When it comes to the evolution of digital comics, Alex de Campi’s Valentine may not be a name that is instantly associated with the rise of ComiXology and Guided View, but it is every bit as important and influential as any Infinite title. Along with artist Christine Larsen, de Campi paved the way for what we currently regard as Guided View digital comics, influencing an entire generation of digital comics creators along the way, including Thrillbent supremo Mark Waid! However due to publishing problems and being ahead of the digital curve, Valentine has never found a settled home to be appreciated by the world, until now that is. Valentine is set to return to our screens via Waid’s Thrillbent website, and finally see the story of two soldiers lost in the wilderness of Russia reach it’s epic conclusion. So to find out more about this pioneering series, we contacted de Campi to discuss ‘looping snow’, ‘shit-hot digital comics’ and her status as a Guided View trailblazer.
Your series Valentine has debuted on Thrillbent after existing in a number of different formats (as a webcomic, on ComiXology and also as a collected edition from Image Comics) how did the story end up in so many formats?

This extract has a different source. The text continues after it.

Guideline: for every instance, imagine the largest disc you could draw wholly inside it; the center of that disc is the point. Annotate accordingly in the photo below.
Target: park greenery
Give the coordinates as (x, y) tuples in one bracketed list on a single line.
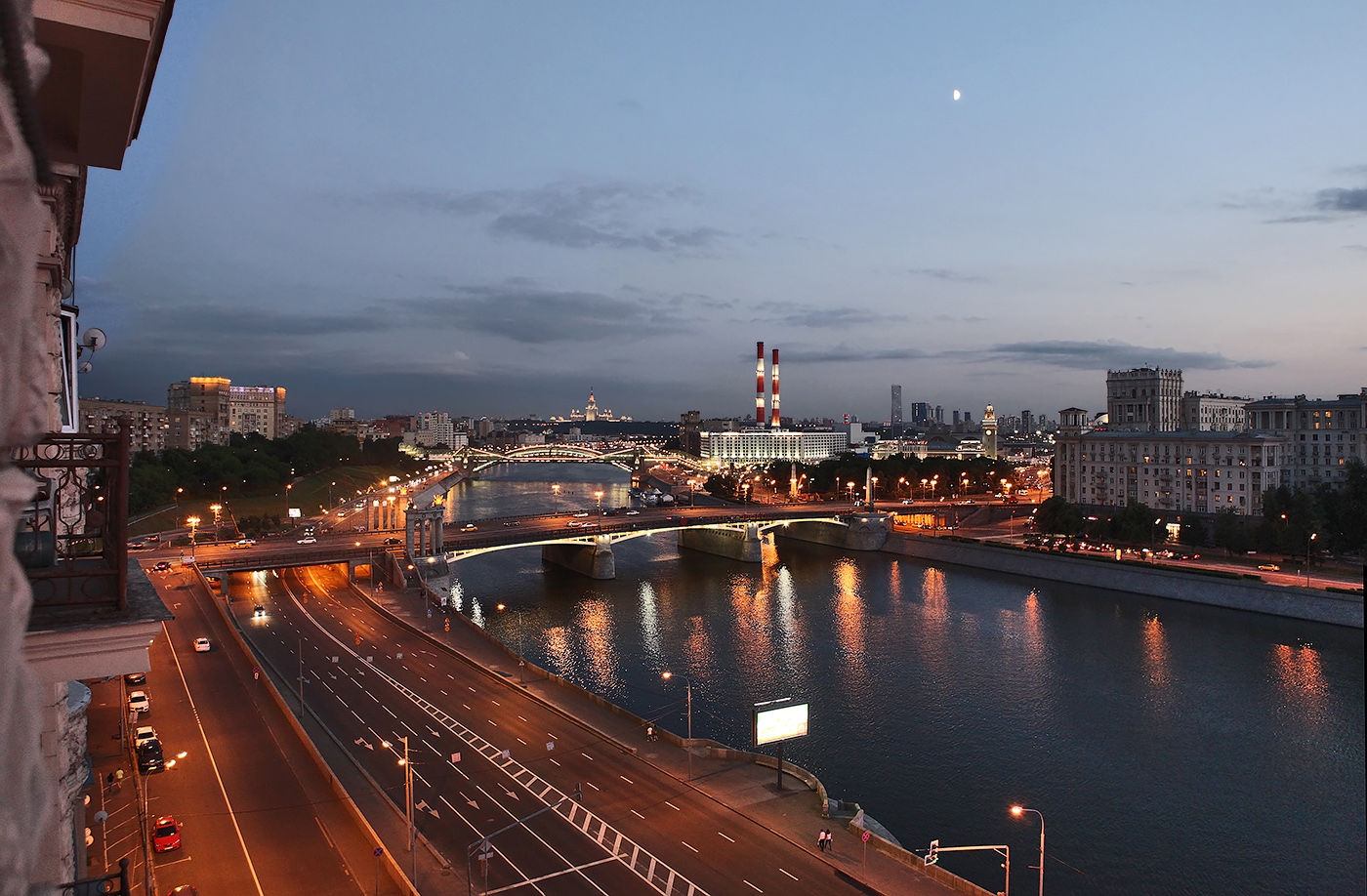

AdC: Valentine launched in late 2009 on ComiXology, in the same format it exists now on Thrillbent: single, landscape-format panels, optimised for a mobile phone screen. It was an idea I’d had as far back as 2005, when I approached various publishers with it and was basically met with responses ranging from utter disinterest all the way to stark incomprehension. So Christine Larsen and I decided to just… do it ourselves. It was phenomenally successful as a monthly free comic; we had something like half a million downloads. But back then, even more than now, reviewers wouldn’t review webcomics — we couldn’t even get people to check out ComiXology! It had to be on *paper*. Nearly all the original “digital-first” comics really were bodge jobs meant to capitalise on ComiXology‘s Guided View but also exist essentially in a traditional “page” format. Valentine was wholly different from that – it was just panels, and the storytelling was a continual journey into those panels. There was no page.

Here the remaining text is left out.